The state cited LRE’s “performance issues despite multiple years of corrective action plans and weaker member outcomes relative to other regions on key metrics like inpatient hospitalization” as another reason for the move.
Sutfin said DHHS has asked for additional funding for the PIHPs for 2019, yet that and other steps being taken “are not sufficient to address Lakeshore’s longstanding problems.”
“Following many years of poor performance and financial mismanagement that stands out among PIHPs, we believe it is clear that LRE is not the right entity to deliver services for West Michigan residents in need,” said Robert Gordon, director of DHHS, in a statement today. “The success of our public system depends on effective management.
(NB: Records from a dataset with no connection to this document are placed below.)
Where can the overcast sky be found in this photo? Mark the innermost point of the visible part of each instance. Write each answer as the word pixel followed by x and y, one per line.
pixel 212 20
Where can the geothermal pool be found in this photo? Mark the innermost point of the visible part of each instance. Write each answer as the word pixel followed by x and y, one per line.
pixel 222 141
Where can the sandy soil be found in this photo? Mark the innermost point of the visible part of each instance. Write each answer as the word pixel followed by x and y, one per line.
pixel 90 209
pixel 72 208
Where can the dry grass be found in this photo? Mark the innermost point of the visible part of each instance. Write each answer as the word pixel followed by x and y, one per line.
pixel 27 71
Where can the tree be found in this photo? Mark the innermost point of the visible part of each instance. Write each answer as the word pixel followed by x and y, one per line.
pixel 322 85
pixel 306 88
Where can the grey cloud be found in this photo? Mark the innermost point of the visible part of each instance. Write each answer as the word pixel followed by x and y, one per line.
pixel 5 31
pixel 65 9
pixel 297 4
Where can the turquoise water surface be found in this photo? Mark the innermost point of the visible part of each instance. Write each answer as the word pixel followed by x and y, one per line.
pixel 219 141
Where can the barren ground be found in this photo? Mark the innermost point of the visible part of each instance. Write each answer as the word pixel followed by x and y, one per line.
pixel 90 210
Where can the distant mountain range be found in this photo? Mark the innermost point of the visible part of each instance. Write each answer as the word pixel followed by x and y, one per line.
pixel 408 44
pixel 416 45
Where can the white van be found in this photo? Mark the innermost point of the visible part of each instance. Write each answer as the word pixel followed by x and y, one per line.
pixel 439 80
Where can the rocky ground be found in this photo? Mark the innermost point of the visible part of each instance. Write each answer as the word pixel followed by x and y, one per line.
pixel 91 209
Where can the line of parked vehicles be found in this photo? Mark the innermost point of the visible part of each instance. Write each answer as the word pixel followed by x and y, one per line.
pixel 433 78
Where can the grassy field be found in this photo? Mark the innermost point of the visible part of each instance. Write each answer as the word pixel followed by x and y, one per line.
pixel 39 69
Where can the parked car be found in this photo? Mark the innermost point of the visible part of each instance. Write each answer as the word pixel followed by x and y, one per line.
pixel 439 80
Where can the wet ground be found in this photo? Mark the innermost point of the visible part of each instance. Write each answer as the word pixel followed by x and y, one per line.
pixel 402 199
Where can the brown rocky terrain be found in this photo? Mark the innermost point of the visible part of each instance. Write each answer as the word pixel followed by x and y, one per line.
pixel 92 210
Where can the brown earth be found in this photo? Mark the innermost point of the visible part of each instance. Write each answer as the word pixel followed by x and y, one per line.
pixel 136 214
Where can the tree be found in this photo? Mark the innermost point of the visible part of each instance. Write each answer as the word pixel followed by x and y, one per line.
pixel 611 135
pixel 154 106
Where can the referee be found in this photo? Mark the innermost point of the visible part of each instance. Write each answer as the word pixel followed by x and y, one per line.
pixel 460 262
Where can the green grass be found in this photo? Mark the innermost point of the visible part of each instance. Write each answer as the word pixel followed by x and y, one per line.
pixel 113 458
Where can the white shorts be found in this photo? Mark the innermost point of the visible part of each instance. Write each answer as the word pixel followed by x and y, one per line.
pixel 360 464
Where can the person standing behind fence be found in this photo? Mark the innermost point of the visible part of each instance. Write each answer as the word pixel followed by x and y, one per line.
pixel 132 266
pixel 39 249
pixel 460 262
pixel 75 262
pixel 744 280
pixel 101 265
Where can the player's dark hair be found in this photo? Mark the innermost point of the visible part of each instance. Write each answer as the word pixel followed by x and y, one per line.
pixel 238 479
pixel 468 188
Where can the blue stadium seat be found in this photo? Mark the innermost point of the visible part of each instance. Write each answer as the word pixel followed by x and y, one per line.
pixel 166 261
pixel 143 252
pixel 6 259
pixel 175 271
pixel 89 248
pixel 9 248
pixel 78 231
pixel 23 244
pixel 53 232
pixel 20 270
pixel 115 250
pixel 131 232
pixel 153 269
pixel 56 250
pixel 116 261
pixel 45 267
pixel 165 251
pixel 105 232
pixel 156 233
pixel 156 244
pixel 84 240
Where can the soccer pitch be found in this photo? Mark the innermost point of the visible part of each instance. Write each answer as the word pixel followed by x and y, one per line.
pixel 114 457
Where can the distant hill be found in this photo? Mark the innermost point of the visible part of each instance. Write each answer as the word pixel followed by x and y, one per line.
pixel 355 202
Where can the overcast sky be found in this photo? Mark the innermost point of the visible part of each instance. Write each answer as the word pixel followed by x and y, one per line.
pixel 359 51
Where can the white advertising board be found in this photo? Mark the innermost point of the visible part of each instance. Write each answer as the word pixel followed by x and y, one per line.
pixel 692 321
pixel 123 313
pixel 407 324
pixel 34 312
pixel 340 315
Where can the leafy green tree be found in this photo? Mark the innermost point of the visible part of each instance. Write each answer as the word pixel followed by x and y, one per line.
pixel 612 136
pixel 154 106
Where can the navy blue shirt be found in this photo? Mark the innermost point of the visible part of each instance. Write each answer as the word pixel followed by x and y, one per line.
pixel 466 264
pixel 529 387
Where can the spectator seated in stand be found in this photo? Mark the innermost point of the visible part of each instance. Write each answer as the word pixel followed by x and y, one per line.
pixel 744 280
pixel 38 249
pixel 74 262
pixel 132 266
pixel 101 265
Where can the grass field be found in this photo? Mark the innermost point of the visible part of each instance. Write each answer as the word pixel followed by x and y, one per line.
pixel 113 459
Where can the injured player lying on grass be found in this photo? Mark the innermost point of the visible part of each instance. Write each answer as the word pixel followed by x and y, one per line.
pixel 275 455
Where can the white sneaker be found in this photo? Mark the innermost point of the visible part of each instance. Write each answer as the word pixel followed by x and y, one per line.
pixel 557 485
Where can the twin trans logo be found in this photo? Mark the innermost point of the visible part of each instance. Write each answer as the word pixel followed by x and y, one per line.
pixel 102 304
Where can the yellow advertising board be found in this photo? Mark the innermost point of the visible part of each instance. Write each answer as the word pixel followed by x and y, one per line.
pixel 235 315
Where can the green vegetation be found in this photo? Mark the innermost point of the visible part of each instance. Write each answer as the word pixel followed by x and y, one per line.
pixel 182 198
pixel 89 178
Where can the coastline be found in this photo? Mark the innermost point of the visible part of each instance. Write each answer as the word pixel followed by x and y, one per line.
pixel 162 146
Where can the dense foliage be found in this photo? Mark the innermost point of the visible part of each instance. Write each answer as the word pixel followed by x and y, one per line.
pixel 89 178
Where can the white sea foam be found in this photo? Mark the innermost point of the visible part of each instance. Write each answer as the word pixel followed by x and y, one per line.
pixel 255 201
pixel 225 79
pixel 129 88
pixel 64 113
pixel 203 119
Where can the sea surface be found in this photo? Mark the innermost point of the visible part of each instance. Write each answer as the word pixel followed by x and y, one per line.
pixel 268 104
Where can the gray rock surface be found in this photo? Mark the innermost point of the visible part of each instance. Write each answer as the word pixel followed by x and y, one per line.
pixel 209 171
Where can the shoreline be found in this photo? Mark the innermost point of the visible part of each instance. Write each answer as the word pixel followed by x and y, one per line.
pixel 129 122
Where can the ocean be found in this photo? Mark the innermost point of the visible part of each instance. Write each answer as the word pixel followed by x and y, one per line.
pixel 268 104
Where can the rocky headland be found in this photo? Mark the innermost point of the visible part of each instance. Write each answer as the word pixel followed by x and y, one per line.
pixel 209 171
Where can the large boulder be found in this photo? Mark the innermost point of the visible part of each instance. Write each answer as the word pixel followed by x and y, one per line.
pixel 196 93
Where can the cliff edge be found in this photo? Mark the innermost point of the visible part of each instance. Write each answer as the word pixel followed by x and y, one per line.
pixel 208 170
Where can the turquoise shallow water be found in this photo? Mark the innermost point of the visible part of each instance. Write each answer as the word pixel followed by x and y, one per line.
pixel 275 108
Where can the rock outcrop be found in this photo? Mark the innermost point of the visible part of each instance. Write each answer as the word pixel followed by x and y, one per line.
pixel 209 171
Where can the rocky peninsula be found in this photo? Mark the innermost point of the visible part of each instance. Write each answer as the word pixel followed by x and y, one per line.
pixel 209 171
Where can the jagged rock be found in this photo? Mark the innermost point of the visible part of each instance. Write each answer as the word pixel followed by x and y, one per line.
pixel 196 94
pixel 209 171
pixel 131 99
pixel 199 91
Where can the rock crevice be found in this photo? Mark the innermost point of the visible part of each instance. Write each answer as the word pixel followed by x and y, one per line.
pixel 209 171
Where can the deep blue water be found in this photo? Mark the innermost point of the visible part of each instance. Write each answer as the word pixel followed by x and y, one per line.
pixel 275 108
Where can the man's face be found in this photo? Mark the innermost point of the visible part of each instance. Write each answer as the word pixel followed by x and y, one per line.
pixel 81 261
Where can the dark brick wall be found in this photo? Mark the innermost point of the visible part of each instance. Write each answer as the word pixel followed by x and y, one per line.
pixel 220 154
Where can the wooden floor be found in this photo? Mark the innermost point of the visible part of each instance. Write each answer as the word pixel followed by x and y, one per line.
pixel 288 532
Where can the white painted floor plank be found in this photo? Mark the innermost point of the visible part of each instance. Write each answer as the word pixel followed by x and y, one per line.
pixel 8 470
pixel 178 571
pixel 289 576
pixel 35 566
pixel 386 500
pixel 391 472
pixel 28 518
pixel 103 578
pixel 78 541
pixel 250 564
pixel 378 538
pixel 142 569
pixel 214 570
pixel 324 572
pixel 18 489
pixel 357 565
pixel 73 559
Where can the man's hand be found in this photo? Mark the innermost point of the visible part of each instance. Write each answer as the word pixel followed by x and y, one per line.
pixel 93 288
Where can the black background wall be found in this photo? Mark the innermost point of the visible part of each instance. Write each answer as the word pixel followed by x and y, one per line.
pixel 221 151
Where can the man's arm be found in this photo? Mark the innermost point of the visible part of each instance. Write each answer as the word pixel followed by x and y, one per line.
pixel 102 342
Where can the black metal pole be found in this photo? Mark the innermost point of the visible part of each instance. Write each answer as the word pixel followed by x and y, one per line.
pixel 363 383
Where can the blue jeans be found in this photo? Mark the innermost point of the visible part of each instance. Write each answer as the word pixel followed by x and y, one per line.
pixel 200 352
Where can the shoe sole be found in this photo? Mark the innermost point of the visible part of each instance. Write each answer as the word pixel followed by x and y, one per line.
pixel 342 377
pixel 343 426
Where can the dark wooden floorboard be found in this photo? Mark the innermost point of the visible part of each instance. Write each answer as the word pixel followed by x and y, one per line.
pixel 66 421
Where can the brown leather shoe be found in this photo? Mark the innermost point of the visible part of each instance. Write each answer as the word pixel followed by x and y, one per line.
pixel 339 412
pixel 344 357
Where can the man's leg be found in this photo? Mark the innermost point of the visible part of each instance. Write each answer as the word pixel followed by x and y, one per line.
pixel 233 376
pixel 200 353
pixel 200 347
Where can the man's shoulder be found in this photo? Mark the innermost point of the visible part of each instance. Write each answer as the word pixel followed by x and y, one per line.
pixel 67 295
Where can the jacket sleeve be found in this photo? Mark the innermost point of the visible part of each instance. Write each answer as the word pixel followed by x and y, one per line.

With a new approach, building on Lakeshore’s recent work with Beacon, the region can achieve better outcomes for people while operating on a sustainable basis.”
While Hofman said there have been “things that we have to improve on and work on,” that is one of the reasons why Lakeshore is contracting with Beacon.
“I can’t tell you we’ve never had performance issues, but I can also tell you we’ve taken pretty assertive action to try and enhance our managed care oversight,” Hofman said.
Sheehan said the state told him they want three things out of this change: Greater involvement in management of LRE’s region, to change the make-up of the LRE board and to re-examine the LRE staff’s role.
But Sheehan said that could all be done without ending the contract and “destroying local governance.” He suggested a three-way deal with the state, LRE and Beacon.
The state gave LRE notice to end the contract by Oct. 1, and Sheehan said the state may not be able to legally exit the contract with LRE based on the specific cancellation clauses outlined in the agreement.
Asked if those claims would show up in court at some point, Sheehan said he is hoping it won’t have to go that far.
This story courtesy of MIRS, a Lansing-based news and information service.